A few months ago, I wrote a blog on “extending business processes to mobile devices” where I talked about certain objective criteria which would kick start the discussion among the team members responsible for developing a “mobile strategy” for their enterprise. Many studies are being done and white papers are being written that corroborate the Mobility trend in the market place with well researched statistics and numbers. Among them the interesting ones are namely., mobile device adoption rate among users, exponential growth of mobile devices and smart phones, transition from desktop to mobility based access to internet, intersection of mobile devices and social media, mobility based banking/e-commerce and how the retail industry is fundamentally being altered by smart phones (locating a store and price comparisons are most used features via mobile devices).
Over the course of 2011 working with multiple customers, I observed that SAP customers clearly recognize and acknowledge that “mobility” is a “game changer” but find it a bit challenging to determine when and how to get started. Another common theme, I observed is that almost all the customers had a strong preference to drive “external facing” transformation first before “internal facing” one. In other words, SAP customers’ immediate interests was in making the interactions with their customers, sales representatives, dealers and vendors more effective and efficient. In the subsequent phase they would like to leverage mobility to improve the productivity of their internal workforce (for e.g. leave request, workflow and travel & expense management). Due to this focus on external facing transformation, I noticed an extraordinary desire to get this right and ensure success in achieving their Mobility Transformation.
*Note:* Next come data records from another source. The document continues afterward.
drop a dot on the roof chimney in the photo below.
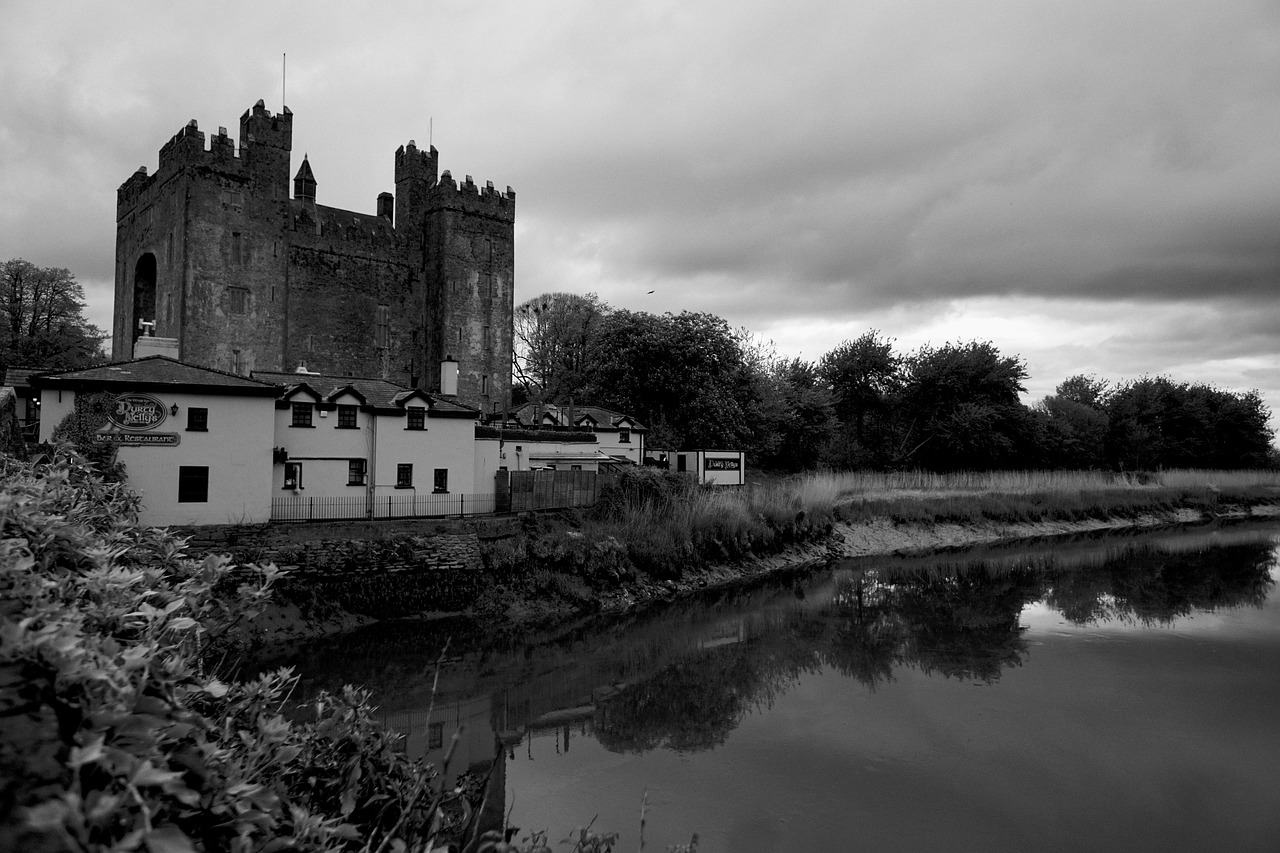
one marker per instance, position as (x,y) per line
(448,377)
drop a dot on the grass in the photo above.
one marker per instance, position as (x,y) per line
(1034,496)
(661,524)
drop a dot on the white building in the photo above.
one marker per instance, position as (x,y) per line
(202,446)
(195,442)
(209,447)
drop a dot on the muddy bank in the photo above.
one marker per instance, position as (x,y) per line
(543,600)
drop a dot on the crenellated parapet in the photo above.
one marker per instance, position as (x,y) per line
(412,164)
(260,128)
(471,197)
(265,141)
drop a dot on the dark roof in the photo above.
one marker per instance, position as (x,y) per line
(528,414)
(155,373)
(379,393)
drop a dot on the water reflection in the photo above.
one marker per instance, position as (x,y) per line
(686,678)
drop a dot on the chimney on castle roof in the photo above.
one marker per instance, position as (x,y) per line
(448,377)
(305,182)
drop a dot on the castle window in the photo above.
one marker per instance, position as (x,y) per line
(192,484)
(382,327)
(197,419)
(301,415)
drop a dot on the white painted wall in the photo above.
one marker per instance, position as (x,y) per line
(236,450)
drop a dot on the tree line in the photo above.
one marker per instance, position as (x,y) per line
(696,382)
(42,320)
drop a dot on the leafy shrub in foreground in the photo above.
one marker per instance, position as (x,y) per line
(114,735)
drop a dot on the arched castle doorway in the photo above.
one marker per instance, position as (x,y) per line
(145,296)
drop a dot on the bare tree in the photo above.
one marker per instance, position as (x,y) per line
(42,318)
(554,337)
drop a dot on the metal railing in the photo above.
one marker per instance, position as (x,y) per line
(302,507)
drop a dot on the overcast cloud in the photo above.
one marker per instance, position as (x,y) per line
(1091,185)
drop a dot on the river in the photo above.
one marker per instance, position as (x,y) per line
(1116,693)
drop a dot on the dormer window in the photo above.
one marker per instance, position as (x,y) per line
(301,415)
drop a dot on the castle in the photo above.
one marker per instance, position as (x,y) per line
(214,252)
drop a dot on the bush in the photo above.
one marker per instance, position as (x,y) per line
(118,737)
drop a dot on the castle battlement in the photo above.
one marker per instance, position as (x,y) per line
(472,199)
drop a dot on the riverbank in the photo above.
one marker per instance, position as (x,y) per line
(542,597)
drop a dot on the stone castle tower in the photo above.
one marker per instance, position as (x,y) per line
(211,250)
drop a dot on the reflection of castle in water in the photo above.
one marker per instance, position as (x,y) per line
(685,678)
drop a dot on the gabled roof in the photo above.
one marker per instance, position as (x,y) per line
(301,388)
(379,393)
(155,373)
(529,414)
(346,389)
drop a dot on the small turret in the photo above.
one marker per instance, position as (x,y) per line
(305,182)
(415,176)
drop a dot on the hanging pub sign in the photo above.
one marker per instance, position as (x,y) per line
(133,415)
(137,439)
(136,413)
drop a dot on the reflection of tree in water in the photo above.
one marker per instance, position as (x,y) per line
(959,625)
(695,702)
(958,620)
(691,673)
(1155,588)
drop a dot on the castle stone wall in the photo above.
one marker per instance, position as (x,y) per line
(248,278)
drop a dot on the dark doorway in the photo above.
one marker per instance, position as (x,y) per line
(145,296)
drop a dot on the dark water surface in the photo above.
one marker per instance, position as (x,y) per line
(1115,693)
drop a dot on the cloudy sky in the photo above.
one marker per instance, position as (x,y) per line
(1092,185)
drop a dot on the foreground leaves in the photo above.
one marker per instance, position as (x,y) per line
(114,735)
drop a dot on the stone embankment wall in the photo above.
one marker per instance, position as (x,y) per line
(382,569)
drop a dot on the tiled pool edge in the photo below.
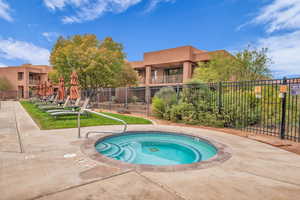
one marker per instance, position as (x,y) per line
(224,153)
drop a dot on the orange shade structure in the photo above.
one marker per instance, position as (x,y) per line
(74,90)
(49,88)
(61,89)
(44,89)
(40,89)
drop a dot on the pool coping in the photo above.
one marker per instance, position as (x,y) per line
(223,154)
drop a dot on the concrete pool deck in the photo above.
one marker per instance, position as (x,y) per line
(54,167)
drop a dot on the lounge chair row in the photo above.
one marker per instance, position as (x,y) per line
(56,108)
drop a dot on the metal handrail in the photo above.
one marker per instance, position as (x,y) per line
(100,114)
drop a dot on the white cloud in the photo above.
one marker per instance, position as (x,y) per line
(28,52)
(2,65)
(50,36)
(153,4)
(5,11)
(279,15)
(87,10)
(284,51)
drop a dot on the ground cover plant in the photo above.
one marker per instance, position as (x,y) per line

This means it is vital to take a top down approach of defining the “Strategy and Vision” for Mobility transformation first before making any software or technology decisions, determining which applications to develop and which audience segment to deploy. Mobility Transformation undertaking requires serious thoughts and considerations on the following four topics in the same order of priority. I want to highlight a few of the considerations here.
Over the last 12 months Mobility has moved from being on the periphery to center of key enterprise’s IT strategy outlook. This demands a strong due diligence to develop the strategy & vision for Mobility transformation. Mobility transformation cannot be viewed from a pure technology perspective and a holistic mobility strategy is required that supports the enterprise’s vision and delivers real business values. Enterprises need to understand the business strategy for the next 3 years and ensure their Mobility strategy aligns with that business strategy. This strategy must drive which mobility trends to embrace, which business processes need to be mobilized, software & technology platform decisions, developing mobile applications and procuring necessary professional services to bring this all together. The mobility strategy should drive the roadmap and subsequent investment decisions as well.
The Mobility Architecture has several components that need to work seamlessly in supporting a robust experience for the end users. The architecture must enable what SAP terms as 4 Cs namely, “Create, Connect, Consume & Control”.
- Create – Develop mobile applications once and the ability to deploy across multiple mobile device types
- Connect – Seamless connection to the transactional systems and rendering the information to end user’s devices
- Consume – Support the consumption of mobile applications by users with different device types
- Control – Support remote and “on the air” mobile device management capabilities (provision, deploy applications and de-commission of devices)
The architecture must also enable evolving mobile web application standards (e.g. HTML5) and include support for underlying infrastructure that balances performance requirements with the enterprise’s inherent security needs. Hence, a fully specified reference architecture should be defined first that explains how the mobility platform will fit into an enterprise’s existing landscape and also serve as a blueprint for the evolution of the architecture in the subsequent years. This must be the done prior to embarking on the design and development of mobile applications.
As with any major transformation effort, a time bound roadmap is needed in order to introduce the necessary changes in a structured and methodical way. The roadmap should show the priority and sequence of the initiatives needed to fulfill the vision in the short term (6 months), medium term (6 to 18 months) and long term (18-36 months). The roadmap should clearly define the evolution of mobility footprint within the enterprise in a phased manner depicting the interdependencies among the initiatives, show when the capabilities defined in the strategy will be realized and when the applications will be developed and rolled out to which user/market segments.
Finally to bring all the three elements mentioned above there has to be a clear execution plan supported by the necessary resources and a firm commitment/sponsorship from both business and IT executive leadership to turn the mobility vision into reality.
I would like to conclude this post with the good news that SAP is uniquely positioned to support our customers’ “Mobility Transformation” journey during the entire lifecycle. In other words, SAP can be a one stop partner to our customers that can serve “soup to nuts” offerings comprised of software Products, Solutions and Professional Services in the mobility space.